Edited on Tue Jun-08-04 03:17 PM by liberal_veteran
I hear a lot of anger about the issue, but that anger is impotent without action TODAY!

We can't turn back the clock and undo the damage done by the lack of leadership from the Oval Office in the 80's, but right this second, nearly every every AIDS service organization and program to provide medications and services to HIV is in the midst of dramatic cutbacks and waiting lists.

Having to be on a waiting list to get HIV medications is an ABOMINATION!

Federal funding for ADAPs in FY2002 and FY2003 has been insufficient to meet the needs of those eligible and has led to ADAP access restrictions. Fifteen ADAPs have closed enrollment to new clients or limited access to antiretrovirals (ARVs) and other treatments. Three states anticipate the need to implement program restrictions during FY2003 which ends March 31, 2004. Seven states anticipate the need to implement program restrictions during FY2004.

Across the U.S., 791 people were wait listed, awaiting enrollment into ADAP programs and access to life sustaining drugs. The ADAP Watch lists states that have implemented program restrictions since April 1, 2002.

ADAPs with waiting lists and/or access restrictions as of January 2004:

* Alabama: capped enrollment, 247 on waiting list
* Alaska: capped enrollment, 4 on waiting list
* Arkansas: capped enrollment
* Colorado: capped enrollment and reduced formulary, 190 on waiting list Idaho: capped enrollment, monthly expenditure cap, 3 on wait list
* Indiana: capped enrollment
* Kentucky: capped enrollment, 140 on waiting list
* Montana: capped enrollment, 4 on waiting list
* North Carolina: capped enrollment, 126 on waiting list
* Oklahoma: reduced formulary, annual expenditure cap, 38 individuals have reached their expenditure cap
* Oregon: reduced formulary, lowered financial eligibility, imposed cost-sharing
* South Dakota: capped enrollment, 49 on waiting list
* Washington: lowered financial eligibility criteria, reduced formulary, imposed cost-sharing
* West Virginia: capped enrollment, 28 on waiting list
* Wyoming: reduced formulary, lowered financial eligibility

ADAPs anticipating new/additional restrictions in FY2004:

* Alabama
* Montana
* New Hampshire
* New Mexico
* Oklahoma
* South Carolina
* Texas

This is not over and we have a joke of a president in office now who cares more for the profits of the shareholders of pharmaceutical companies than those who need medications just to survive.

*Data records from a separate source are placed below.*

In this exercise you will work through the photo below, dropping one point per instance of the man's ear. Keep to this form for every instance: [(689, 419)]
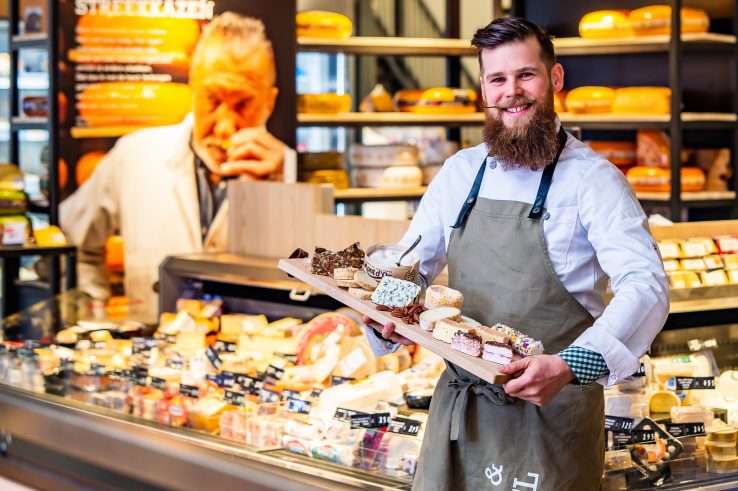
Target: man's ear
[(557, 77)]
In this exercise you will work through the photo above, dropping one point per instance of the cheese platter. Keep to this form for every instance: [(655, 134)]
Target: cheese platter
[(486, 370)]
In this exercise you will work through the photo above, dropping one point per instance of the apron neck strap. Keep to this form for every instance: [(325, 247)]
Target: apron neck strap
[(537, 208)]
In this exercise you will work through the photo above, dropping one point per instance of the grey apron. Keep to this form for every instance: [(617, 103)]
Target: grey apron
[(478, 437)]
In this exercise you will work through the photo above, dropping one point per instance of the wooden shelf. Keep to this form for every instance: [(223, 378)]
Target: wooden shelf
[(378, 194), (80, 132), (406, 46), (581, 120)]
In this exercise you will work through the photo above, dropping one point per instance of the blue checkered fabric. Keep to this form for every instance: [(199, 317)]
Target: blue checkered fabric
[(587, 365)]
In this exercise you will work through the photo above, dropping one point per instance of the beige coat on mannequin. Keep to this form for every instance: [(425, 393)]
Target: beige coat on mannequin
[(145, 190)]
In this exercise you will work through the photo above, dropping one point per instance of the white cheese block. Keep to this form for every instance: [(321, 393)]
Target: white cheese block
[(393, 292), (429, 318)]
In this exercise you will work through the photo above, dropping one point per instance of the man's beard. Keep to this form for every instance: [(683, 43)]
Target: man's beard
[(531, 145)]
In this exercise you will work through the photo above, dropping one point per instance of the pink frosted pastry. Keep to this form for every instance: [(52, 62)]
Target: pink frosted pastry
[(467, 342)]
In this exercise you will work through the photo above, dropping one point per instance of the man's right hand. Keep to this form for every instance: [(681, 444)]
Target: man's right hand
[(387, 331)]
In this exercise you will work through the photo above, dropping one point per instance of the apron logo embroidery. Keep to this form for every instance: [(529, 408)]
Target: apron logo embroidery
[(494, 477), (533, 486)]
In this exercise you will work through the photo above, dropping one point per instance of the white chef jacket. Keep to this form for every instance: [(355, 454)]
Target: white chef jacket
[(594, 228)]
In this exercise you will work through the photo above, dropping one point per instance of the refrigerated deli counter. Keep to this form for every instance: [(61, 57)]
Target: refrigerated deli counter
[(252, 379)]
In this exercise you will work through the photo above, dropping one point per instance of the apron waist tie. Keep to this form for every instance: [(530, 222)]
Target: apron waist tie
[(494, 393)]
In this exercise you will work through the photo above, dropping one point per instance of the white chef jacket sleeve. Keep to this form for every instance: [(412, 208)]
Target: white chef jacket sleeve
[(88, 217), (618, 231), (428, 222)]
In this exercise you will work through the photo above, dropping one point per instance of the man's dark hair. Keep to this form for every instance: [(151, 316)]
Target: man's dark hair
[(505, 30)]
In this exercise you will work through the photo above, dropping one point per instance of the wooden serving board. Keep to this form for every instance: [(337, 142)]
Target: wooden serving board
[(486, 370)]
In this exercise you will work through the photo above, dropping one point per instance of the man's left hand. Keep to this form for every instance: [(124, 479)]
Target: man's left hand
[(540, 378), (255, 152)]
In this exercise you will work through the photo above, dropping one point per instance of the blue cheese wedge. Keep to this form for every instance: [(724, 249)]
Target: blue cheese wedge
[(393, 292)]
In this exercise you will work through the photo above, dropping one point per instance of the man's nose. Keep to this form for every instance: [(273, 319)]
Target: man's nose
[(225, 121)]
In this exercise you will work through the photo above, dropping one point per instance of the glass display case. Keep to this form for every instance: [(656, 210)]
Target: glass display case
[(129, 398)]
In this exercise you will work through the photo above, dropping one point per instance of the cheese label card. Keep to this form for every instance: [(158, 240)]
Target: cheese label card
[(189, 391), (679, 430), (618, 424), (213, 357), (298, 406), (404, 426)]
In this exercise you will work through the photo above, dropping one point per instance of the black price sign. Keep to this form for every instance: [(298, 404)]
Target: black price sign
[(158, 383), (404, 426), (266, 395), (274, 372), (213, 357), (224, 346), (144, 344), (642, 436), (289, 357), (376, 420), (189, 391), (298, 406), (335, 380), (140, 375), (679, 430), (618, 424), (234, 397), (694, 383)]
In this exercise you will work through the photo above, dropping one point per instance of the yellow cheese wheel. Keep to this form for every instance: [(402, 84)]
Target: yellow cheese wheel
[(642, 100), (321, 24), (656, 19), (134, 103), (323, 103), (605, 24), (657, 179), (590, 100)]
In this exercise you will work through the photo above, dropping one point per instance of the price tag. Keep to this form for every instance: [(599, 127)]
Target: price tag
[(144, 344), (158, 383), (287, 394), (685, 429), (234, 397), (289, 357), (298, 405), (375, 420), (224, 346), (266, 395), (618, 424), (189, 391), (643, 436), (274, 372), (693, 383), (140, 376), (213, 357), (404, 426), (335, 380)]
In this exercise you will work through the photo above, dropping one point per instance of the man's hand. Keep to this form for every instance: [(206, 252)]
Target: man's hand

Don't just be angry. Call your representatives and demand that programs be funded so those who need life-extending medications and services can get them.

It appalls me when there are people in the US going without medication while the moron in chief makes lofty promises of BILLIONS of US TAX dollars to fund programs overseas.

We have the money to do both (although apparently killing Iraqis and providing them with health care takes precedence in this administration's eyes), but there is no excuse for people having to wait to get assistance with medications that are so costly that only a few people could afford to pay for them out of pocket.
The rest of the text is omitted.